Let’s look into the common pitfalls that are faced when random attributes are considered when indexing and the factors that need to be considered during tradeoff.
An index is an Ordered representation of the indexed data.
The person who can optimize queries by creating a right index is the person who knows what the queries are.
Since the table often contains millions of rows, searching for a particular record or a range of records include comparing each record attributes with the required values. Thereby consuming more time and huge amount of RAM.
To overcome this problem, indexing is applied.
Indexing can be applied on multiple columns based on our query. This indexing uses B-Tree data structure for searching right record with the required value. B-Tree is a self-balancing search tree.All the nodes to the right of the root node are greater than the nodes to the left. The main idea of using B-Trees is to reduce the number of disk accesses. Most of the tree operations (search, insert, delete, max, min, ..etc ) require O(h) disk accesses where h is the height of the tree.

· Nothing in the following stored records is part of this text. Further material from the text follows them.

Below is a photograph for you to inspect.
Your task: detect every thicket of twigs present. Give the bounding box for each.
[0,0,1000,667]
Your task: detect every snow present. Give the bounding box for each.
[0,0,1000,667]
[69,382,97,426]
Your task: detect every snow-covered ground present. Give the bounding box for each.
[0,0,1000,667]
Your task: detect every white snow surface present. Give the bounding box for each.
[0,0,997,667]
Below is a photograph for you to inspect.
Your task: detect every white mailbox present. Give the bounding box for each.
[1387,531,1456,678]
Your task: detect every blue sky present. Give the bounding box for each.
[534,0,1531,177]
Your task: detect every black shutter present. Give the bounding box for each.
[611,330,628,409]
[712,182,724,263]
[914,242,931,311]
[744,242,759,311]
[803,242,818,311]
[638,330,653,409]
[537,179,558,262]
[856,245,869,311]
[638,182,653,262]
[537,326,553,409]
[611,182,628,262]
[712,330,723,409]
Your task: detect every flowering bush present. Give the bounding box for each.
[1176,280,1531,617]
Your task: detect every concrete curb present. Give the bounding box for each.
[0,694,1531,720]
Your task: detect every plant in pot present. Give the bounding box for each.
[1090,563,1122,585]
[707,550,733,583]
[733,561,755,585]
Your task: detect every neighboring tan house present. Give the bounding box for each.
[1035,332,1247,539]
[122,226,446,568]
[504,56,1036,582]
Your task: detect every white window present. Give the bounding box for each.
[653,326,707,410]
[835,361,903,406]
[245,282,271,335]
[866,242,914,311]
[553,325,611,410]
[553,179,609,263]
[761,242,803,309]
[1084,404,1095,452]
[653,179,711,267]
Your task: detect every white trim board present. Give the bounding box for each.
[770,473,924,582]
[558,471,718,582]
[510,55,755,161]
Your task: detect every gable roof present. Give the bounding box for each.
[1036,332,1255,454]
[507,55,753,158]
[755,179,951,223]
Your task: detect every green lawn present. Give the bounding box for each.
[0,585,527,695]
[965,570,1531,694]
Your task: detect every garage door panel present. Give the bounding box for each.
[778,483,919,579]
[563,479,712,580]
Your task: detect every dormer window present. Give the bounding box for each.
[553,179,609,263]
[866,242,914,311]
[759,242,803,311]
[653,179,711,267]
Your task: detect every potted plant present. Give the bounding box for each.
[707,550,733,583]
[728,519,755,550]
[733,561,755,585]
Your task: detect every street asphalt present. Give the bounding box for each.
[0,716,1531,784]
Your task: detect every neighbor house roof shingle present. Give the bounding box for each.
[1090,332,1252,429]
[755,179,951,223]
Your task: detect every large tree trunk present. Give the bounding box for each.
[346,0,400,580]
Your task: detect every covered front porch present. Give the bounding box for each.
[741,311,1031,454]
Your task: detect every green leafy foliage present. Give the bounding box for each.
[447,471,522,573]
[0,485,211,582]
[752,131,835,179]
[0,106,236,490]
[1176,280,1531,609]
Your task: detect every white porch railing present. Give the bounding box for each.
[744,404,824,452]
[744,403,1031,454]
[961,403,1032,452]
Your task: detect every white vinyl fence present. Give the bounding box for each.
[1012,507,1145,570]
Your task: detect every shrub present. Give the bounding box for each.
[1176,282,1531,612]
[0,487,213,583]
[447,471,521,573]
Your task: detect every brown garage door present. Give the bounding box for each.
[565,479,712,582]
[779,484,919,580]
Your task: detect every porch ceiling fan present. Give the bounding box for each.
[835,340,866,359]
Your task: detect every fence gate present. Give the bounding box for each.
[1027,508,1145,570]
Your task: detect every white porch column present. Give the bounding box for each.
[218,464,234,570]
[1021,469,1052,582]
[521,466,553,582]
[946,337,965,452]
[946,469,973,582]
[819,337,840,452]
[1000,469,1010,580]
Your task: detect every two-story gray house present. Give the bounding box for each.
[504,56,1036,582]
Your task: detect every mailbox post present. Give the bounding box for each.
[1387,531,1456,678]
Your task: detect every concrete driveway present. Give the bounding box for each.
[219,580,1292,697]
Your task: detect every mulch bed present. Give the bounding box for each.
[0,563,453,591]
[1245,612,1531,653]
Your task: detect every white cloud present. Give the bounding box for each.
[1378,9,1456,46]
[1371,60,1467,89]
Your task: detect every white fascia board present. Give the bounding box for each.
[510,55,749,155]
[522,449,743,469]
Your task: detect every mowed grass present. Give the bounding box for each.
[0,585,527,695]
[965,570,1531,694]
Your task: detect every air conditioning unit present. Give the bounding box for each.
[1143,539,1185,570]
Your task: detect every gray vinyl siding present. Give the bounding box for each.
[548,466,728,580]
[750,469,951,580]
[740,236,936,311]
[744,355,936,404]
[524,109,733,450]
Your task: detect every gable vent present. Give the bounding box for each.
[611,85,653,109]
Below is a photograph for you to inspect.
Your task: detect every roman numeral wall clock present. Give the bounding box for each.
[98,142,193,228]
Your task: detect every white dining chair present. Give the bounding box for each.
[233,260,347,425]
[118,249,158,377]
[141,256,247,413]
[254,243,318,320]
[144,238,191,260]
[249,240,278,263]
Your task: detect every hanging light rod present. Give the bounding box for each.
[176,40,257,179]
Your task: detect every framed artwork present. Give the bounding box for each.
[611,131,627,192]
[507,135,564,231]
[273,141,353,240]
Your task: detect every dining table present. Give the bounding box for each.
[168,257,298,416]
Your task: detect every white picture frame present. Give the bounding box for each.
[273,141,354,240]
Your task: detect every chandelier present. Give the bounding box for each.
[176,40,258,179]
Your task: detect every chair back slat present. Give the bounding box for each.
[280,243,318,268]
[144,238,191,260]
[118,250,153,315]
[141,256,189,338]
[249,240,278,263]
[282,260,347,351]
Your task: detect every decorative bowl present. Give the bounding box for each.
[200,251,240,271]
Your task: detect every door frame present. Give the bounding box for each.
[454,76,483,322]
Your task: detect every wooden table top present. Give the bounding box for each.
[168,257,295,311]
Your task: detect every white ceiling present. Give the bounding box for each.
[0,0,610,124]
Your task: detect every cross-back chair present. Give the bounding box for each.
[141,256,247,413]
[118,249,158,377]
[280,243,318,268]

The leaf nodes are connected to each other in a doubly linked list manner. Thereby allowing access to the previous nodes from the current node.
Additionally, the database stores one extra piece of information for every value called ROWID. It is a database internal identifier that identifies a particular row in the memory table.It is not your primary key but a database internal value.
Each leaf node may either point to the address of a single page in the secondary memory table or only particular row in that table.
Now that we know how indexes are stored in the memory, let’s move on to various factors that has to be considered while forming indexes.
Note: For getting an execution plan
EXPLAIN SELECT *
FROM ( );
The types column from the above executed query result tells us how the database is going to access our data.
ACCESS TYPES
> CONST / EQ_REF:
Performs a B-Tree traversal to find a single value in the index tree. This is basically performing binary search. This type is used when we can guarantee uniqueness of our result set.
In this type, the B-Tree is traversed until the required value is found in the leaf node. Since only a single unique value is searched and the complexity reduces by half for each traversal to the child node, this is super fast.
Hence, stop optimizing the query as it can get no more faster.
>REF / RANGE :
This type is a index range scan. It performs a B-Tree traversal to find the starting point and scans values from that point on. It scans all the leaf nodes connected to each other through the linked list until it finds the node with value greater than the required range.
Hence, it limits the total number of rows that the database has to inspect to perform a query
> INDEX :
Also known as the Full Index scan. It starts at the first leaf node and traverses through the entire index. So, the entire table is bought into memory utilizing more time and space.
> ALL :
Also known as a Full Table scan. It does not use an index at all. It loads every column of every row from the table and then scans through all of them and emits or discards accordingly.